Savage speculated that employers and employees could share the costs of the premiums.

But although the bill has already passed in the Senate and is expected to pass in the Assembly, Governor Arnold Schwarzenegger, who calls it a “tax increase,” will probably veto it, according to Kuehl’s staff member Emily Gold.

At that point, the political free-for-all will begin.

“There’s going to be a huge fight to make this happen,” predicted Savage, whose organization is leading a year-long public relations blitz to raise the consciousness of voters throughout the state.

A public event a day will be held, covering 365 communities from Los Osos to Sacramento.

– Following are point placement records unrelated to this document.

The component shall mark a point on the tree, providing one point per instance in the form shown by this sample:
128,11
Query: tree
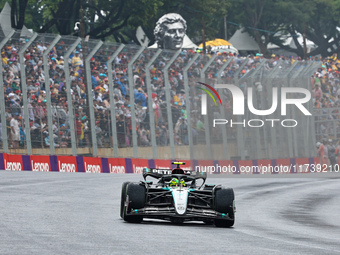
260,18
318,20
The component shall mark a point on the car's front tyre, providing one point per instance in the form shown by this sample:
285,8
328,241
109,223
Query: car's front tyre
134,200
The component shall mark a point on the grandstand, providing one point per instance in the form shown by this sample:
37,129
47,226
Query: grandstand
75,97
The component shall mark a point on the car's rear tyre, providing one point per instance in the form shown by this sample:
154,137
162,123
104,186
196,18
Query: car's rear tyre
122,198
224,203
135,193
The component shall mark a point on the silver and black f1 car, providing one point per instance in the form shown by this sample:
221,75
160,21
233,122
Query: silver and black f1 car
177,197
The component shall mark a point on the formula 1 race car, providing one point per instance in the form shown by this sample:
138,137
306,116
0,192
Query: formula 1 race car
177,196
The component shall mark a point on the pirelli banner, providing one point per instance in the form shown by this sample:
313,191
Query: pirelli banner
132,165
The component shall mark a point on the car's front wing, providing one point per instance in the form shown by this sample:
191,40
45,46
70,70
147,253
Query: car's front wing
170,212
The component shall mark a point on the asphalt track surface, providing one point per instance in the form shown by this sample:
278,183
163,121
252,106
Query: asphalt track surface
78,213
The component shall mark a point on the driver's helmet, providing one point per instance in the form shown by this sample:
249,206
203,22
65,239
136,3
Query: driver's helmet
176,182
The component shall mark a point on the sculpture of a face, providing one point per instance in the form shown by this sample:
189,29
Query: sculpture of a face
170,31
173,36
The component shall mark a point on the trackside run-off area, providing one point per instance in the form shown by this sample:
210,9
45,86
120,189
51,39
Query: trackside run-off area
78,213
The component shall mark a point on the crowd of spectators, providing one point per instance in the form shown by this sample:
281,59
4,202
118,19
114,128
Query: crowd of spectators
325,86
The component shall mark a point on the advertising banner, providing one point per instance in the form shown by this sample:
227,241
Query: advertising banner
117,165
67,164
40,163
13,162
92,165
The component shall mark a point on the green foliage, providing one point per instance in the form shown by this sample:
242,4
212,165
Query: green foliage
265,20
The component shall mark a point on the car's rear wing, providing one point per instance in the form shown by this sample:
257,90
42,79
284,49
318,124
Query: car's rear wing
159,173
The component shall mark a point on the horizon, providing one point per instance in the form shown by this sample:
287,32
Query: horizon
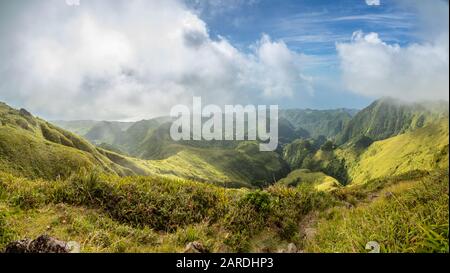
103,60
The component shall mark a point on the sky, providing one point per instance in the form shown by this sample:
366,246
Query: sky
136,59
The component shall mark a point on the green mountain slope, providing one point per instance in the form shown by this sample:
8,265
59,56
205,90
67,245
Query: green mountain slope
32,147
389,117
326,123
420,149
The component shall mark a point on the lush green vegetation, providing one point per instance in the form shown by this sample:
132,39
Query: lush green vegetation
407,216
139,191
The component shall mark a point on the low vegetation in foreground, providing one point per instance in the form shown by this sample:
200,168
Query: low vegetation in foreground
105,213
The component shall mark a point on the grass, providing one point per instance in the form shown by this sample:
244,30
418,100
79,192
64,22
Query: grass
408,216
319,180
424,148
142,214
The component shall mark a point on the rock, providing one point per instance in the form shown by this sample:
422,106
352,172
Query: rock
195,247
42,244
292,248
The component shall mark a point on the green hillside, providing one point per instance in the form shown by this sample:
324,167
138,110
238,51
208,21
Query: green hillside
229,196
420,149
389,117
34,148
328,123
319,180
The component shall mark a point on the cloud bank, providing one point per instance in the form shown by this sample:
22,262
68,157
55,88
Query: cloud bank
418,71
135,59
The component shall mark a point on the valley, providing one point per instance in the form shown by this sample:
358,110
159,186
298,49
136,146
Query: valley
378,174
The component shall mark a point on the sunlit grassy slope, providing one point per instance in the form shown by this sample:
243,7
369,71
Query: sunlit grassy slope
319,180
420,149
32,147
410,215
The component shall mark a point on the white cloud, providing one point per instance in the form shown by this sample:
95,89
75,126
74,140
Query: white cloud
97,63
416,71
373,2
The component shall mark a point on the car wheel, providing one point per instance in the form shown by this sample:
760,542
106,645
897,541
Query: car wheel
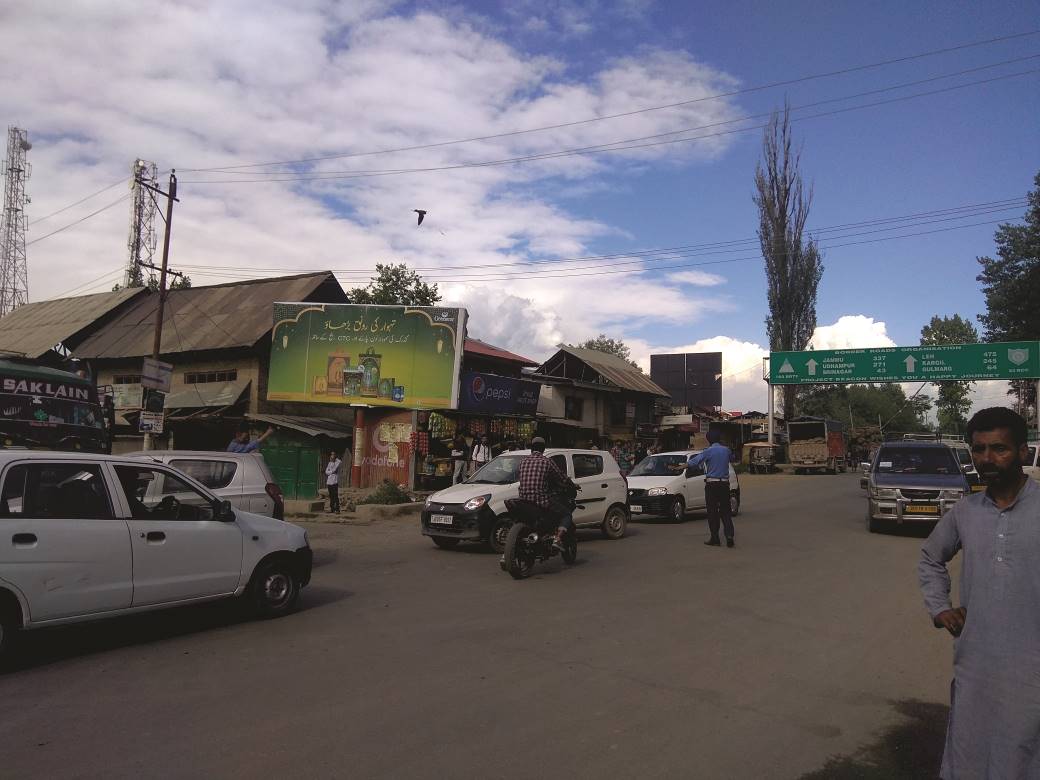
615,523
678,511
275,589
499,529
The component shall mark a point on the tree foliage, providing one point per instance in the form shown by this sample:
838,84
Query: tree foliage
866,406
395,284
1011,284
602,343
954,400
794,266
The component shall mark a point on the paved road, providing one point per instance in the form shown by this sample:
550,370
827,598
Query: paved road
804,650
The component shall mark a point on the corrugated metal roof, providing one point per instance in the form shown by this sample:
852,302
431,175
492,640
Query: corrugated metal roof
616,370
34,329
490,351
214,317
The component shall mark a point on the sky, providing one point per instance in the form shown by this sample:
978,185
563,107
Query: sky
653,241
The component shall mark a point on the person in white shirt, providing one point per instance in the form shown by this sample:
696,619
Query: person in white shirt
482,453
332,482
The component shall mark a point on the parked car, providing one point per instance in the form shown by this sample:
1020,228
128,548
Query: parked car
94,536
241,477
663,484
475,510
912,482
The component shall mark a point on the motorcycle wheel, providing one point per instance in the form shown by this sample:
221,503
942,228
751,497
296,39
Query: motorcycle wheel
519,556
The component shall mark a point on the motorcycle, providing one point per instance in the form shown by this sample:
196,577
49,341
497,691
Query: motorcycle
530,539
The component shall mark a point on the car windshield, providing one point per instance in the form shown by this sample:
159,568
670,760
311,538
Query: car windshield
660,466
916,461
501,470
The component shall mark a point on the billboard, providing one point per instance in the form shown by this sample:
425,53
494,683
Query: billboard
490,394
692,379
381,356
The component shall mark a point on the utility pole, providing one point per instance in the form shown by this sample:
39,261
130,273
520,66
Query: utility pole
14,268
171,198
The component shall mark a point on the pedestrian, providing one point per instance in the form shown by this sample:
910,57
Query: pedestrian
481,455
993,729
332,481
459,459
716,460
241,441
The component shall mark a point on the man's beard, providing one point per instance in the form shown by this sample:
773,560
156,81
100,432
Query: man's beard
1005,476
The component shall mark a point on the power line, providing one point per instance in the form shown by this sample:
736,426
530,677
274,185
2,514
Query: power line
600,148
81,219
673,253
575,123
81,200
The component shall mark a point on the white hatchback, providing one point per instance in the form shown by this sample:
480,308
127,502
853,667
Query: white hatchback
475,510
663,485
85,536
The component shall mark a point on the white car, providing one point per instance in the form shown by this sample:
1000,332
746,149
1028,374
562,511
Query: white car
475,510
93,536
241,477
663,485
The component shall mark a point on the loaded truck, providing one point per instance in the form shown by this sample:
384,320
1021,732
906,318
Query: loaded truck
814,444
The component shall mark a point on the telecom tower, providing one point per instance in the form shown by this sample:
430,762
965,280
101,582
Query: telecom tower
143,236
14,271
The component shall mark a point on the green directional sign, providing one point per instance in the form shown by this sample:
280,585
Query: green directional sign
1015,360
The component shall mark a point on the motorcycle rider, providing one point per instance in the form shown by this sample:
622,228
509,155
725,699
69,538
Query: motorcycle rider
543,484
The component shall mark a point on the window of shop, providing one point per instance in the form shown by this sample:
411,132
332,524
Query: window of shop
573,408
586,465
202,378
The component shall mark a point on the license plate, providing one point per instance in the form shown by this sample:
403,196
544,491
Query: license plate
924,509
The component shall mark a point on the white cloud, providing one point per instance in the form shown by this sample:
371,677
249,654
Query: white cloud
697,278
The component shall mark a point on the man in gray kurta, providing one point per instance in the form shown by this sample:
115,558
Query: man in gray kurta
994,708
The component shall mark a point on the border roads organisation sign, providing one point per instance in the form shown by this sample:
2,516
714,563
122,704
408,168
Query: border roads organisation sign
1014,360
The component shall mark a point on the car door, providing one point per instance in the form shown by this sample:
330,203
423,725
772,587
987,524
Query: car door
60,543
180,550
588,469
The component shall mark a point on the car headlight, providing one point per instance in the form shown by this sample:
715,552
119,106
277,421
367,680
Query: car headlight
475,503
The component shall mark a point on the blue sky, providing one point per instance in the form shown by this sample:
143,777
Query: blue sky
236,83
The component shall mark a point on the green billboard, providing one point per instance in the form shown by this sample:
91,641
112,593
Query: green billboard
1017,360
381,356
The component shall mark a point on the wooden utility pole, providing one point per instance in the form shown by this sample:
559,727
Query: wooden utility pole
160,309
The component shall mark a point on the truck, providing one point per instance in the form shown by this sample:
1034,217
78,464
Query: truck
814,443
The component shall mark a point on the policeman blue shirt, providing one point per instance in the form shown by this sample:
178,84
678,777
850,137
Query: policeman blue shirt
716,460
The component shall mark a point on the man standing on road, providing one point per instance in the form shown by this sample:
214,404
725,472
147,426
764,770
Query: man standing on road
332,482
994,708
716,460
241,441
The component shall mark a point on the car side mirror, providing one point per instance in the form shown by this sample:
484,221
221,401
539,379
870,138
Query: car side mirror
224,512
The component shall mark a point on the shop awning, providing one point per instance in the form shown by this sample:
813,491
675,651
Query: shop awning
309,425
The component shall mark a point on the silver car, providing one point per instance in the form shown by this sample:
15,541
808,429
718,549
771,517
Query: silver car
243,478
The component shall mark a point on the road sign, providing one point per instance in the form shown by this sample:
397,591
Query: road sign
1017,360
156,374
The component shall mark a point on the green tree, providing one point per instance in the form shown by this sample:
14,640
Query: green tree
794,266
602,343
395,284
1011,284
954,400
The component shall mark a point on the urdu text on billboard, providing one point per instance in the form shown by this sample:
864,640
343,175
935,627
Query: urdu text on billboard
382,356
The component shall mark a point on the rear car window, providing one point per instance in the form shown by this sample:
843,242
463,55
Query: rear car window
55,491
213,474
587,465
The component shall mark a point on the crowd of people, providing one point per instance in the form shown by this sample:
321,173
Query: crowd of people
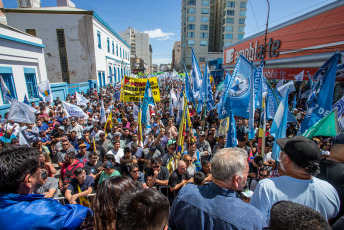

Santa Monica’s turn will come May 28, 2007.

And next Wednesday, Kuehl is calling for supporters to rally at noon on the south side of the State Capitol in Sacramento.

Even if SB 840 falls under Schwarzenegger’s veto, it will be back, Kuehl’s staff promise.

If Schwarzenegger is reelected, SB 840 supporters will keep up the heat, and if Phil Angelides wins, he is expected to sign the health care reform into law, Gold said.

The ideological war is already well underway.

One in five Californians went without health insurance in 2003, according to a letter Kuehl is asking supporters to send to Schwarzenegger.

“Half of all bankruptcies in the United States are now related to medical costs,” the letter goes on to say, and “(t)he United States spends twice as much per person as every other industrialized country on health care.”

The new system would cut health care costs by as much as $8 billion in the first year, according to an analysis by the Lewin Group, a national health care consulting firm.

“Most importantly, our health care system ranks at the bottom of industrialized nations, according to the World Health Organization,” the letter continues.

But opponents counter that access to health care would be limited under a single-payer system because care would be rationed and the latest medical technologies would no longer be widely available.

They also argue that the reform would result in a multi-billion dollar tax hike, and the state’s population would explode as people moved to California to take advantage of the new system, according to Senate and Assembly committee reports which list arguments for and against the bill.

The reports list hundreds of supporters for SB 840, including the City of Santa Monica, the League of Women Voters of California, Lt. Governor Cruz Bustamante, the American Nurses Association of California and the California Physicians Alliance.

The same documents list fewer than a hundred opponents, including the California Chamber of Commerce, Blue Shield of California, the Association of California Life and Health Insurance Companies and the Insurance Brokers and Agents of the West.